One thing did disappoint me in our conversation — I asked Tim if any NGO or other sort of organization might be working on inter-religious dialogue. He could only think of one — The Center for Peacebuilding, or CIM, in Sanski Most. I had contacted that organization before I left but unfortunately the director was to be out of town during my time in BiH. Given the huge role religion played in the wars of the 1990’s, it saddens me that religious groups aren’t stepping forward to be part of the reconciliation process moving forward. Reconciliation and peace-building are (or should be…) at the heart of each religion.
But the title of this post is “…Hope?…” and looking back on the conversations I had with people from the various groups I do see some.
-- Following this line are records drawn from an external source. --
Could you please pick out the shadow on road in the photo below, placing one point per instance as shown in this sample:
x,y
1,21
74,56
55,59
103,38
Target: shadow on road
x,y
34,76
The fact that former enemy combatants are willing to come together, the fact that there are young people passionate about being part of a different future, and the fact that there are dedicated people working in groups like the ones with which I met as well as those with whom I was unable to meet — this gives me hope that little by little, step by step a different future is possible. And I hope to be able to be part of a different future in our own community where there is still so much left to do in the area of reconciliation and bringing about a new future.